Collen Hoover to jedna z moich ulubionych autorek, która raczy nas swą romantyczną twórczością. 24 lutego premierę będzie miała jej kolejna książka pt. “Layla”. Spodziewałam się po tej książce kolejnego romansu, takiego, który zapadnie mi w pamięci i będę do niego często wracać w myślach, wspominając emocje, które we mnie wywołała. Muszę przyznać, że spełniła moje oczekiwania, lecz nie jest to typowy romans, przez większość lektury co chwilę zerkałam na okładkę, czy ja na pewno czytam moją ukochaną Hoover. “Coraz większy mrok” przygotował mnie do tego, że autorka potrafi zaskoczyć, ale tą książką nie tylko mnie zaskoczyła, ale również zachwyciła. Dodając ten jeden mistyczny element do fabuły spowodowała, że nie zapomnę o tej książce tak szybko.
“Wpuściła powietrze do mojego życia, choć nawet nie wiedziałem, że się duszę.”
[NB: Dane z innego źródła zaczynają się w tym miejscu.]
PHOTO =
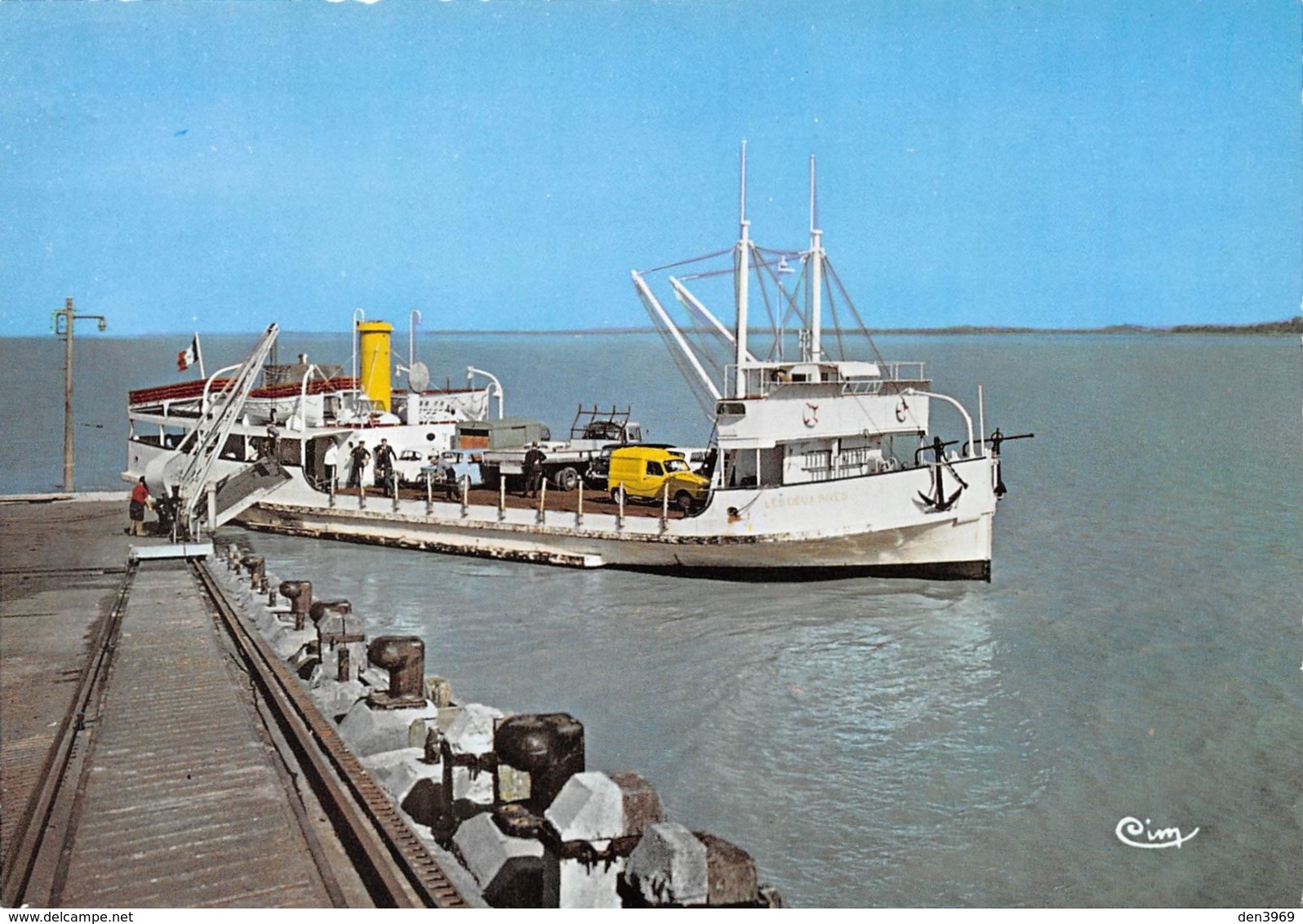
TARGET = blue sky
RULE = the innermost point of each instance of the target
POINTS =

Tytułowa Layla to ukochana Leedsa Gabriela, jest to kobieta bardzo wesoła, spontaniczna i bardzo dziwna. Połączyła ich bardzo silna więź, zakochali się w sobie praktycznie od pierwszego wejrzenia. Gorący romans mógł zakończyć się bardzo szybko, ponieważ Layla została zaatakowana. Ledwo uszła z życiem, dlatego Leeds zabiera ją do pensjonatu, w którym rozpoczęła się ich miłość, myśląc, że pomoże to jego ukochanej w dojściu do siebie. Mimo dobrych chęci Leedsa, Layla zaczyna czuć się bardzo źle. Czy uda się im znaleźć spokój? Czy Lalya będzie znów szczęśliwa?
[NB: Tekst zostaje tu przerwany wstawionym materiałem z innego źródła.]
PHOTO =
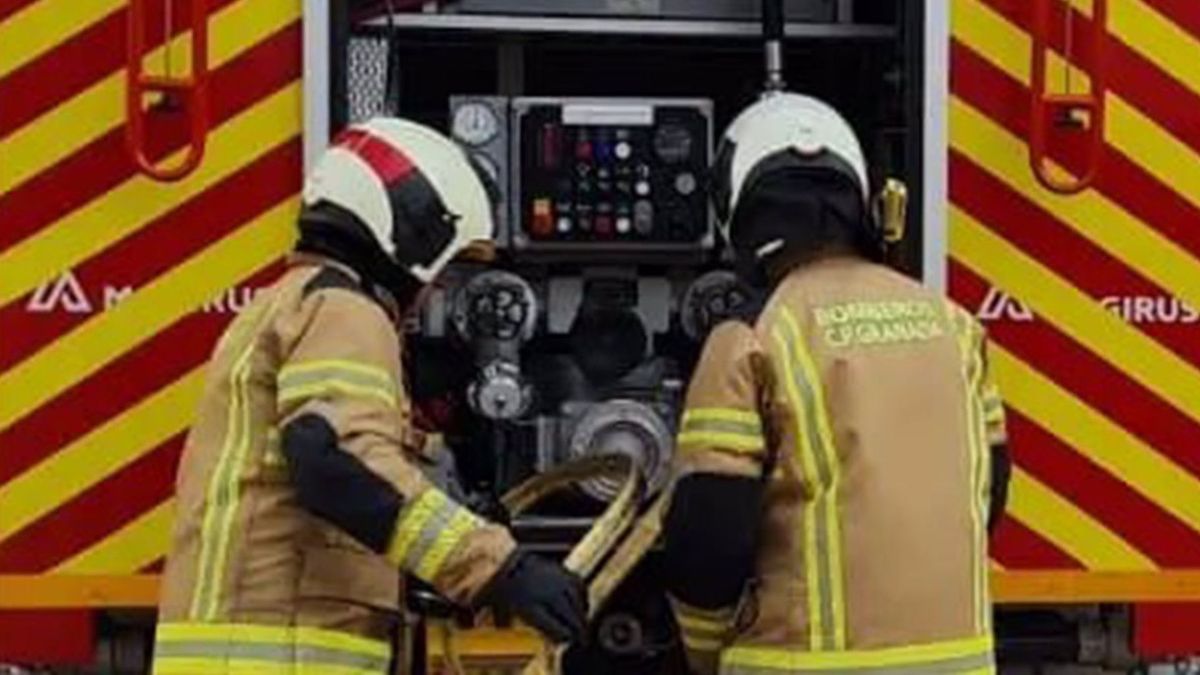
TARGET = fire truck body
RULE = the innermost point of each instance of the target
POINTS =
(115, 285)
“Jeśli wrócimy na linię startu, nigdy nie przekroczymy mety.”
Nie zdradzając głównego elementu fabuły nie powiem wam co jest tym elementem, który tak bardzo różni się od poprzednich książek Hoover. Nie mogłam się oderwać od książki, miałam przemożną ochotę zajrzeć na ostatnie strony, by jak najszybciej dowiedzieć się co się tu tak naprawdę dzieje. Autorka potrafiła mnie co chwilę zaskakiwać, nie pozwalając na odłożenie książki. Fabuła była tak dobrze poprowadzona, że nie byłam nawet w pobliżu rozwiązania zagadki. Książka jest napisana z perspektywy Leedsa i mimo jego zachowania, które nie było oczywiste, mogę go zrozumieć. Sama bym pewnie uciekła, gdzie pieprz rośnie. Nie muszę chyba zachwalać stylu pisarskiego autorki, jest fenomenalny, lecz pewnie wie o tym każdy miłośnik twórczości Hoover. Pomysł na książkę bardzo mi się spodobał, mimo początkowej niechęci, szybko się przełamałam i zatopiłam w lekturze. Książka nie ciągnie się, szybko zostajemy przeprowadzeni przez fabułę. Mimo tematu za jaki zabrała się autorka, nie czułam strachu, czułam podekscytowanie, nie mogłam się doczekać rozwiązania, a gdy go poznałam byłam bardzo zadowolona. Jeśli autorka ma zamiar napisać jeszcze jakąś książkę w takim klimacie to biorę ją w ciemno. Na koniec napiszę, że bardzo chciałabym zobaczyć ekranizację tej książki. Podsumowując, książka była genialna, mroczny klimat, który łączy się z pięknym i wzruszającym romansem, dał nam prawdziwy majstersztyk.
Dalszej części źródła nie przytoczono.